A preacher died and went to heaven, where he noticed that a New York cabbie had been awarded a higher place than he.

"I don't understand," he complained to St. Peter. "I devoted my life to my congregation."

St. Peter explained: "Our policy in heaven is to reward results. Was your congregation well-attuned to you whenever you gave a sermon?"

"Well," the minister had to admit, "some of them fell asleep from time to time."

"Exactly," St. Peter said. "When people rode in this man's taxi, they not only stayed awake -- they even prayed!"

Now, I'm not saying you should drive like a maniac, but there is something to living life to the fullest and not being boring.

Boredom affects everyone. Sadly, it's quite prominent in the workplace, especially for those who perform the same routine job day in and day out. It's the same for people who sit in silence for long periods of time. Boredom makes it tough for people to focus. Boredom weighs you down.

Believe me, this problem affects managers in high-level jobs as well as line workers.

A special-events manager who has a reputation for being the best in the business recently told me she was bored. "Every party looks the same to me," she said. True, I told her -- they look absolutely fabulous. I advised her to take time to share the joy she brings her clients. "I guess I forgot about that part," she said.

A customer-relations vice president encourages his staff to think in terms of how many people they helped that day, rather than how many complaints they dealt with. He knows that employees can get discouraged and bored in that line of work, and he wants them to have every reason to love their jobs.

Folks who are chronically bored miss out on a lot of opportunities. Can you improve your job or performance? Is it time to consider a different job? Or do you need to concentrate more on how your job affects others and less on the pay?

When you can't change your job to eliminate boredom, you have to change your state of mind. You need a shot of stimulation. Give your brain some new challenges, even if they aren't work-related. Changing the way you spend some of your time can cause a domino effect on the rest of your time.

Try these tricks:

Do something you want to do. Go to a movie, a museum or a sports event. Listen to your favorite music. Go out with friends. Go to the mall.

Read something new. Pick a book by an author you've never read or an article that will stimulate your imagination.

Get some exercise.

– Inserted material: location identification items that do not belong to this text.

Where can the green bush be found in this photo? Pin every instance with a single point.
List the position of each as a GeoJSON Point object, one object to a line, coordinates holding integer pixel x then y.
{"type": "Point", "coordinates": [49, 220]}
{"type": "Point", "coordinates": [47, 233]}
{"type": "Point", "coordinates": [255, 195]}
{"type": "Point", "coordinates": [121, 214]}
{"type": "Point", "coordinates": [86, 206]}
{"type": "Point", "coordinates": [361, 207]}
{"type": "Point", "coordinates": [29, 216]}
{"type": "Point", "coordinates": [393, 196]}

Physical activity will get your blood pumping and stimulate endorphin production, making you feel energetic and happier.

Explore your surroundings. Stop ignoring the sights on your way to work, or at work. Look for something original.

Rearrange your space. Sometimes shifting things around at home or at work can force you to look at your surroundings, and your life, in a new light.

Develop a hobby. You may already have one or two, but if not, find something you enjoy.

Volunteer. Helping others is a great antidote to the blahs. And look at the good you're doing.

Change your routine. Take a different route to work. Start the day with something new. Shake up your day, and interesting things may reveal themselves.

Mackay's Moral: You can't soar if you're a bore.